Berlin Kino and the Working Class: a Review by Matthew Poburyny2 19 Share Tweet
We're always on the lookout for user reviews of our cameras and films so it was a pleasant surprise to see a message in our inbox regarding a review submission. The message became even sweeter as it came from Matthew Poburyny, a photographer and Community Member whom we featured not too long ago. He was eager to share his thoughts and was wondering if maybe we could learn a few things from his experience. Our answer was a resounding "Of course!"
Matthew is a talented photographer who has an eye for things beautiful and inspiring. So to learn that he loved using the Berlin Kino 35 mm film for his work definitely put a smile on our faces.

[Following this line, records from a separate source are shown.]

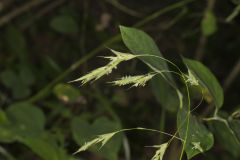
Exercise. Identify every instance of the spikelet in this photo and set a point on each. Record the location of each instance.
(103, 139)
(197, 146)
(191, 79)
(107, 69)
(160, 152)
(136, 81)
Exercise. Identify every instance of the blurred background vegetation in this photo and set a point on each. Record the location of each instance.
(46, 43)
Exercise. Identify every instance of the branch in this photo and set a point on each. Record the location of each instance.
(203, 39)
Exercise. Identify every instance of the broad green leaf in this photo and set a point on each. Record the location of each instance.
(83, 132)
(209, 23)
(226, 136)
(8, 78)
(139, 43)
(66, 92)
(26, 75)
(199, 139)
(207, 80)
(25, 124)
(64, 24)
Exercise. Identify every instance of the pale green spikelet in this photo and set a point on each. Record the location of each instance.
(103, 139)
(139, 80)
(160, 152)
(196, 145)
(107, 69)
(191, 79)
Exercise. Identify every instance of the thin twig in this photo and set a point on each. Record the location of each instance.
(232, 76)
(124, 9)
(5, 19)
(203, 39)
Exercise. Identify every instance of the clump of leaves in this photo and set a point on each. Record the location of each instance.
(194, 135)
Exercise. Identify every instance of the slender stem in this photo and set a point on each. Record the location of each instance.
(188, 117)
(162, 124)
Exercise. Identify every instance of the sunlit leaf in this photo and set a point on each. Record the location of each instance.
(199, 139)
(140, 43)
(206, 80)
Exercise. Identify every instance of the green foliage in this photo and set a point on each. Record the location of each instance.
(83, 131)
(66, 93)
(207, 80)
(160, 152)
(209, 23)
(52, 122)
(25, 123)
(140, 43)
(199, 139)
(226, 136)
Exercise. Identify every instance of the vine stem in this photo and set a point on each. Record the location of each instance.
(47, 89)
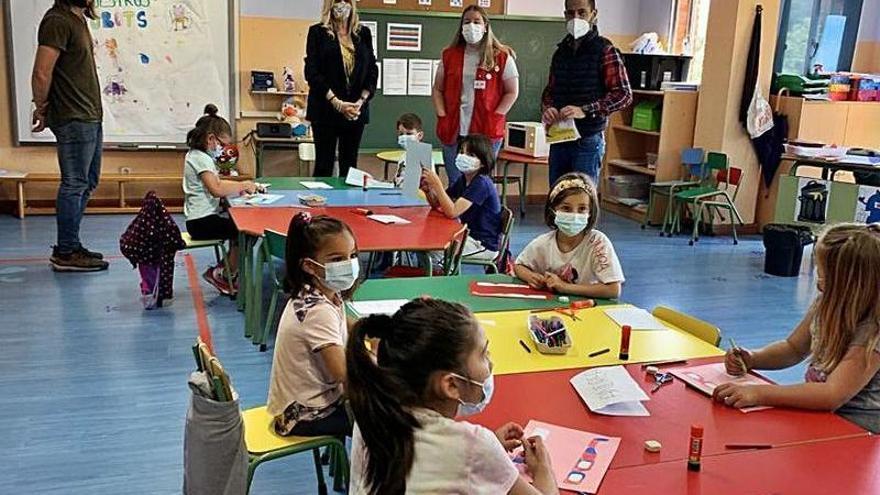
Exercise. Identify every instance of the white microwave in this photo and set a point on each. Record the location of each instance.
(526, 138)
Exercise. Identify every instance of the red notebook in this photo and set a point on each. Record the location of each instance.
(517, 291)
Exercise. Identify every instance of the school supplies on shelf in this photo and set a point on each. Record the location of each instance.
(610, 390)
(580, 458)
(550, 336)
(707, 377)
(516, 291)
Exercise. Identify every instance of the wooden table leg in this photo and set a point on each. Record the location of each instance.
(20, 197)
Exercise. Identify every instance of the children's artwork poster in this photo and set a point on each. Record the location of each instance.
(868, 206)
(403, 37)
(811, 202)
(580, 459)
(149, 58)
(374, 30)
(707, 377)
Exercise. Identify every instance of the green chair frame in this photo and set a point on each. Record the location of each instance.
(690, 158)
(507, 221)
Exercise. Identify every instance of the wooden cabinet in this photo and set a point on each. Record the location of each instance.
(627, 147)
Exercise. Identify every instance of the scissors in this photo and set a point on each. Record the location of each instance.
(661, 379)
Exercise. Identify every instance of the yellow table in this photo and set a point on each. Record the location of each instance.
(594, 331)
(392, 157)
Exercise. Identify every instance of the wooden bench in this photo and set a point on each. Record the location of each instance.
(21, 179)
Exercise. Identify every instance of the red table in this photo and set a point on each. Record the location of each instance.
(509, 157)
(549, 397)
(429, 230)
(848, 466)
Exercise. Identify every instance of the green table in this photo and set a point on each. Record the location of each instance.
(455, 289)
(295, 183)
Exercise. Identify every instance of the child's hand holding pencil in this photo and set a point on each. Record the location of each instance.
(738, 361)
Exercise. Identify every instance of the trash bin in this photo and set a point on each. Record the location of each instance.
(784, 246)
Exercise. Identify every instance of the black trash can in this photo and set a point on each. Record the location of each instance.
(785, 248)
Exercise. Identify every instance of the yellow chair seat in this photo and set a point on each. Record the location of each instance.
(191, 244)
(260, 436)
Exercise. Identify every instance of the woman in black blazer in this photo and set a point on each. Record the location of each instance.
(342, 74)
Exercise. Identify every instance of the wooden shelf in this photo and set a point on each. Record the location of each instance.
(627, 128)
(279, 93)
(631, 165)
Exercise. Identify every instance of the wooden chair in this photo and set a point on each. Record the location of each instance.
(261, 441)
(700, 329)
(507, 220)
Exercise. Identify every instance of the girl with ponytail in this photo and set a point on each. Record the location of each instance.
(308, 367)
(203, 190)
(431, 364)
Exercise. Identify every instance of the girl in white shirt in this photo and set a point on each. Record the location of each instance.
(431, 364)
(573, 258)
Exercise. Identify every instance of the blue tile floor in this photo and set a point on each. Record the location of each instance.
(93, 390)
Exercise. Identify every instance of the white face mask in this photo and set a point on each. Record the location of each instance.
(340, 276)
(404, 139)
(578, 27)
(466, 163)
(571, 224)
(341, 10)
(473, 33)
(471, 408)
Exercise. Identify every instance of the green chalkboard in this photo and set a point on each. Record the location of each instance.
(533, 39)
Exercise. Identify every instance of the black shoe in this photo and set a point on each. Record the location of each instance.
(89, 254)
(76, 262)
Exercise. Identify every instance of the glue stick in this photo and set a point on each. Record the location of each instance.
(696, 448)
(624, 342)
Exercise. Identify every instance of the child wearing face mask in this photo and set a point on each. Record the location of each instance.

Read on to find out more about Matthew and what he has to say about the Berlin Kino in his own words.
A Hint of Nostalgia
I grew up in a working-class home, primarily raised by my grandparents and being a manual laborer myself since I held down my first job, I am always looking to recreate images of a time gone by of the blue-collar family.
When I am going out to take pictures, I want to walk among familiar surroundings and capture a part of life that is ongoing yet unnoticed. Film is an excellent way to document the simple comings and goings of everyday life timelessly and it's why I still choose analogue in a digital age.
Creating black-and-white images is a way of stripping down the world around you and focusing your attention on subject matter rather than all the noise around us. The Berlin Kino proved to be an excellent pairing for my style of storytelling with its light grey tones and soft contrast - almost reminding me of newsprint.
"We all strive to tell stories with our images and choosing the right film stock to do so can make all the difference. Documenting what means something to you is how you will engage others with your work, we feel connected when there is a legitimacy to what we see. For me, that translates into using primary tools to tell a straightforward narrative of an enduring people are their lives."
My Yashica MF-2 point & shoot 35 mm camera is my favorite companion when going for photo walks through industrial or suburban parts of the city. With its fixed focus, aperture and single shutter speed, my mind is present in the moment to focus only on composition. With the limitations of my camera, using a film with a good exposure latitude is vital and Lomography's Berlin Kino handled overexposure exceptionally well.
We all strive to tell stories with our images and choosing the right film stock to do so can make all the difference. In a post-world war two era where a simple job afforded you a simple life, I try to continue to show my world in that same light.
Documenting what matters to you is how you will engage others with your work, we feel connected when there is a legitimacy to what we see. For me, that translates into using primary tools to tell a straightforward narrative of an enduring people are their lives.
We would like to thank Matthew for letting us feature his images and words on the Magazine.